Introductions for Dolores Dorantes & Laura Solórzano – 1 April 09

Dolores Dorantes’s most recent books include sexoPUROsexoVELOZ (2004) and Lola (cartas cortas) (2002). A translation of sexoPUROsexoVELOZ and Septiembre, books two and three of Dolores Dorantes by Dolores Dorantes, have been translated by Jen Hofer and published by Counterpath Press and Kenning Editions. Dorantes was born in Veracruz in 1973 and has lived most of her life in Ciudad Juárez, where socioeconomic violence and politically-charged daily brutalities have informed her work as a poet, journalist, and cultural worker. She is a founding member of the border arts collective Compañía Frugal (The Frugal Company), which counts among its activities publication of the monthly poetry broadside series Hoja Frugal, printed in editions of 4,000 and distributed free throughout Mexico.

Dolores Dorantes writes the kind of poems I look for, which is to say they present a spare frame that can withstand any force, and the force we are talking about is emotional and political, the frame is analog for the civilian body. These poems are not a refuge but a location for pain to be mitigated, transformed into something else, not magically but through the visible workings of the poet. To paraphrase one of her lines, her poems are marked with a white cross made of lime that we can all enter. Please welcome Dolores to the Poetry Project.

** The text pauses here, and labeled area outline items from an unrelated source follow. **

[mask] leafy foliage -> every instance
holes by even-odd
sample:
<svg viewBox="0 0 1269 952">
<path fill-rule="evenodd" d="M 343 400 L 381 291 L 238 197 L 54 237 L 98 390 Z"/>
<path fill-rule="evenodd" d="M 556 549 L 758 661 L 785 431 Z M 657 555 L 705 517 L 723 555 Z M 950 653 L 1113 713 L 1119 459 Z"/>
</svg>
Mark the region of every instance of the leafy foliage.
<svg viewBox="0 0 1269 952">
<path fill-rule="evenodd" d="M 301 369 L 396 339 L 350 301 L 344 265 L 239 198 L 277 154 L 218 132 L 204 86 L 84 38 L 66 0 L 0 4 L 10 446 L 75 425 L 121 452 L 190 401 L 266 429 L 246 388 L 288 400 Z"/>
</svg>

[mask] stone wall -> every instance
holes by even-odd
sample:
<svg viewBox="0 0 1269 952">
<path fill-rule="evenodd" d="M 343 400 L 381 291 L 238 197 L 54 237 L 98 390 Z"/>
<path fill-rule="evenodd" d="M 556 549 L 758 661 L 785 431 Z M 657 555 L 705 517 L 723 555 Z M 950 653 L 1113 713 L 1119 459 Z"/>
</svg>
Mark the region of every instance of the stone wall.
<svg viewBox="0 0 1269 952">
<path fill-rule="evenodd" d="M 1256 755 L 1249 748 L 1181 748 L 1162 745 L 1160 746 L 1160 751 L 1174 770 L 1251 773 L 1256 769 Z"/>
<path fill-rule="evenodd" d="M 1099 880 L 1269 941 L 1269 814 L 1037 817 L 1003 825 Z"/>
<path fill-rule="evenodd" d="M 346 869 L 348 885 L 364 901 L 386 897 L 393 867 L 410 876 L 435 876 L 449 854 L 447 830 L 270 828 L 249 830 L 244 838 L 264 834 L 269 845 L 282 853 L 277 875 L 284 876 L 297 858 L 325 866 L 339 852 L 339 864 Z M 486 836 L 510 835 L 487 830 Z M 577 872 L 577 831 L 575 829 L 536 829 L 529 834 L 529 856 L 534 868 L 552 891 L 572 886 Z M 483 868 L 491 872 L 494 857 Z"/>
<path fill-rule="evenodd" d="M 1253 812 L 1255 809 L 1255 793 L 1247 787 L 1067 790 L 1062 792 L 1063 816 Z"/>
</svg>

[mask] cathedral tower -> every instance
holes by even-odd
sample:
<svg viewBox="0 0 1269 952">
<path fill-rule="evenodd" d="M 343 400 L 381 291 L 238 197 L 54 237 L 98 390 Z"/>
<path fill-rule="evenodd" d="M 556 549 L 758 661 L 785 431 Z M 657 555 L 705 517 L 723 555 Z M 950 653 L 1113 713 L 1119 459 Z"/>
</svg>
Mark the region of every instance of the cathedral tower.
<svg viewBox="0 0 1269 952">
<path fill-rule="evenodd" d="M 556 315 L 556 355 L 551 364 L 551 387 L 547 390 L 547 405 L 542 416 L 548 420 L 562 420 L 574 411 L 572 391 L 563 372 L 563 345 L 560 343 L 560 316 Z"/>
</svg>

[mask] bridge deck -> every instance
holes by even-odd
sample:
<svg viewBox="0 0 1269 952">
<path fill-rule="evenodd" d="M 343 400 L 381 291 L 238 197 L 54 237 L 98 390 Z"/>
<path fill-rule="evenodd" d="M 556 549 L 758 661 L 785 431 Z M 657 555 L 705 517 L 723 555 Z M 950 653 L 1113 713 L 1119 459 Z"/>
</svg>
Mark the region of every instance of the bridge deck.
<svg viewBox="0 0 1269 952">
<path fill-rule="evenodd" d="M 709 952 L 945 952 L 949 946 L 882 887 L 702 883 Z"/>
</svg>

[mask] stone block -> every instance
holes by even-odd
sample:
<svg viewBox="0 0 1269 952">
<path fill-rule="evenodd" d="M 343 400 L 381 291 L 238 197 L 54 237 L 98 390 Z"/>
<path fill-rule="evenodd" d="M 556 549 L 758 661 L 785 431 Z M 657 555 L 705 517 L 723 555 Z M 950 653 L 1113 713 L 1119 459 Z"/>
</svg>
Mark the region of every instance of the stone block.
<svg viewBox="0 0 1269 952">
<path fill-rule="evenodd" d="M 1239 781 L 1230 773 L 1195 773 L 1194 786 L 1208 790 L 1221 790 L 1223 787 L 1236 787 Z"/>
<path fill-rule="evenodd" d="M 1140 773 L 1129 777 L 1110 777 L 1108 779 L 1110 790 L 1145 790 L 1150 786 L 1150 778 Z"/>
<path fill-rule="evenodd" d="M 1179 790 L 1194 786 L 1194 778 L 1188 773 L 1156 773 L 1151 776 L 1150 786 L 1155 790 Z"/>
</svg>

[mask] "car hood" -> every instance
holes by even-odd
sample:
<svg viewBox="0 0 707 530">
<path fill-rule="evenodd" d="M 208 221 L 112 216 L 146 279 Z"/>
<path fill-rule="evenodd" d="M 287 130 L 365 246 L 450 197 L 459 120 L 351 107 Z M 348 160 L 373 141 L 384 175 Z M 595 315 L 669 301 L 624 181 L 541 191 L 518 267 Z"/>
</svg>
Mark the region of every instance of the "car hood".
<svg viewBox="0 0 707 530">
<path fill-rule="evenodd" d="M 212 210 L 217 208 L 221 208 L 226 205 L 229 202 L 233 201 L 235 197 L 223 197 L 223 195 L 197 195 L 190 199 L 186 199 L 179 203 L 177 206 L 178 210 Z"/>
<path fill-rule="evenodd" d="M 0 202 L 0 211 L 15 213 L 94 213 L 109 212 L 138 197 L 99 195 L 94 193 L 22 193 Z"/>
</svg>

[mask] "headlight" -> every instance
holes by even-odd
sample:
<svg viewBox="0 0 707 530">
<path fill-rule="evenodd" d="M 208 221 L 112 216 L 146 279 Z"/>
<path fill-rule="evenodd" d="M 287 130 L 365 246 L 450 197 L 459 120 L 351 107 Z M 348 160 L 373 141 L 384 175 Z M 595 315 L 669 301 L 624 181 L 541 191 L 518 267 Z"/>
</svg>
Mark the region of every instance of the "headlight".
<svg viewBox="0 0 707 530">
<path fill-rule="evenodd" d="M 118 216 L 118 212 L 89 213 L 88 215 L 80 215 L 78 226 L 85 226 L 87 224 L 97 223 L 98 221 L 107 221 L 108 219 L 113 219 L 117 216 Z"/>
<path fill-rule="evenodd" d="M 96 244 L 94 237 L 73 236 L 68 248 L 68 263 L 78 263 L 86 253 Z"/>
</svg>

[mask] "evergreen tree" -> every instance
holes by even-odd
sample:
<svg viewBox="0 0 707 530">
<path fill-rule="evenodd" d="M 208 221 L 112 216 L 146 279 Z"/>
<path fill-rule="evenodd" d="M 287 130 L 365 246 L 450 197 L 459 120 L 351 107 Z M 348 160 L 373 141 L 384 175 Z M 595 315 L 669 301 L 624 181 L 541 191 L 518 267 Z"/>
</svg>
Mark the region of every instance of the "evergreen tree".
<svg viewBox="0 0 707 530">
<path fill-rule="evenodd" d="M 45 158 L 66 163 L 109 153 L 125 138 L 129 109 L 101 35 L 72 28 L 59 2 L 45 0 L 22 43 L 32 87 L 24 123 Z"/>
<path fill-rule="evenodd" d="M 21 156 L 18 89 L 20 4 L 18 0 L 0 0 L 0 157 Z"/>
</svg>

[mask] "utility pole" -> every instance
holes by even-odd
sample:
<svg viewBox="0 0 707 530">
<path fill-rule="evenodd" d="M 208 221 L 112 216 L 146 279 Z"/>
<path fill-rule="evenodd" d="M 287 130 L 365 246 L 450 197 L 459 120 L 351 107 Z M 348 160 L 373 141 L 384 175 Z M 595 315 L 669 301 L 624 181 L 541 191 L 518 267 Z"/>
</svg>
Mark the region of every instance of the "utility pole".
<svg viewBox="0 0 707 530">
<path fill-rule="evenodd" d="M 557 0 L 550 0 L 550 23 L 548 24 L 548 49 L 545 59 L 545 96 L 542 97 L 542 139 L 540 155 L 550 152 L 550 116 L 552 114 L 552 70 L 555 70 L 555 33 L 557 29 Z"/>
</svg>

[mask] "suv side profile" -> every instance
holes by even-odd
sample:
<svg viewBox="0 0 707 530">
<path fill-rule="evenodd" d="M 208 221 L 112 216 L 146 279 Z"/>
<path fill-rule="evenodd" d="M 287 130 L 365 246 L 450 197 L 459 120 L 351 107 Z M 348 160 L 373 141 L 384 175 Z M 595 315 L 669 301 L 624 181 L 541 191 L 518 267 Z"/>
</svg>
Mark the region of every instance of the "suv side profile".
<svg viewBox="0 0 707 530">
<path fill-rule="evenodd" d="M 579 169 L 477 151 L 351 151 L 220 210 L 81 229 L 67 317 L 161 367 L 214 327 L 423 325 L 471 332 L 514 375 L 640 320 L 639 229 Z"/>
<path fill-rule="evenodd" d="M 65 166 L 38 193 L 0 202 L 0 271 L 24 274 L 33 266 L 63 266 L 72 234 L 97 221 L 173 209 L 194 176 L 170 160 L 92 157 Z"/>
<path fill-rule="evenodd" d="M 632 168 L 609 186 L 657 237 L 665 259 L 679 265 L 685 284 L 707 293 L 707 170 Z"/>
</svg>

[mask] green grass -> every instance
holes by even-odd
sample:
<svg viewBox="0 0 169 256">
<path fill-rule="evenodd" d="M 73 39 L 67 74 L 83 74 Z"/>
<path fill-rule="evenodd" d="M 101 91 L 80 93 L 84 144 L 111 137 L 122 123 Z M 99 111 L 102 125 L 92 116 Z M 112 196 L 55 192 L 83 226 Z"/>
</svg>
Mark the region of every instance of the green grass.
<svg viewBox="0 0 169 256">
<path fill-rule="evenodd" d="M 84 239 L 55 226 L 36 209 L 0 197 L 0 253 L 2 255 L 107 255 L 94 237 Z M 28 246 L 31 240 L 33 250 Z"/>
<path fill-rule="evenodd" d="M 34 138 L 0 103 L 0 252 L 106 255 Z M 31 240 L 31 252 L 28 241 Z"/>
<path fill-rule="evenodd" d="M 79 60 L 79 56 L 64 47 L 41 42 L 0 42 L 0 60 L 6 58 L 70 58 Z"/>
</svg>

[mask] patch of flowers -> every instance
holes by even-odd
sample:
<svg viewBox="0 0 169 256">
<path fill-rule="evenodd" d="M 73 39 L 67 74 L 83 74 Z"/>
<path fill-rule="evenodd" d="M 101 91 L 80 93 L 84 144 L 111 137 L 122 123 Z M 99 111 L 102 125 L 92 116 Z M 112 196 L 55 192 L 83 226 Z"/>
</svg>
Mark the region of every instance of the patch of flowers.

Laura Solórzano is the author, most recently, of Boca perdida (2005) and lobo de labio (2001). Jen Hofer’s translation of lobo de labio was published as lip wolf by Action Books in March 2007. Laura is on the editorial board of the literary arts magazine Tragaluz, and currently teaches writing at the Centro de Arte Audiovisual in Guadalajara. Both Dorantes and Solórzano appeared in the anthology Sin puertas visibles: An Anthology of Contemporary Poetry by Mexican Women (ed. and trans. by Hofer in 2003).

Even as a non-Spanish speaker it was pleasurable to make an effort to read Solórzano’s poems in the language they were written. What I can understand is that she is an ear-driven poet, and Jen Hofer’s translations brilliantly retain that element. She’s a psychological poet, rendering the music of the unconscious into language, which is, if we want to go by Lacan, structured like a language. Vivid images emerge and layer and weave obsessively. Images of eyes serve to cast the self as an image as well, the I – she writes “this cornea split apart as if it were a dark cave” – images of such rupture are balanced by the desire for “encounter between you and me.” Please welcome Laura to the Poetry Project.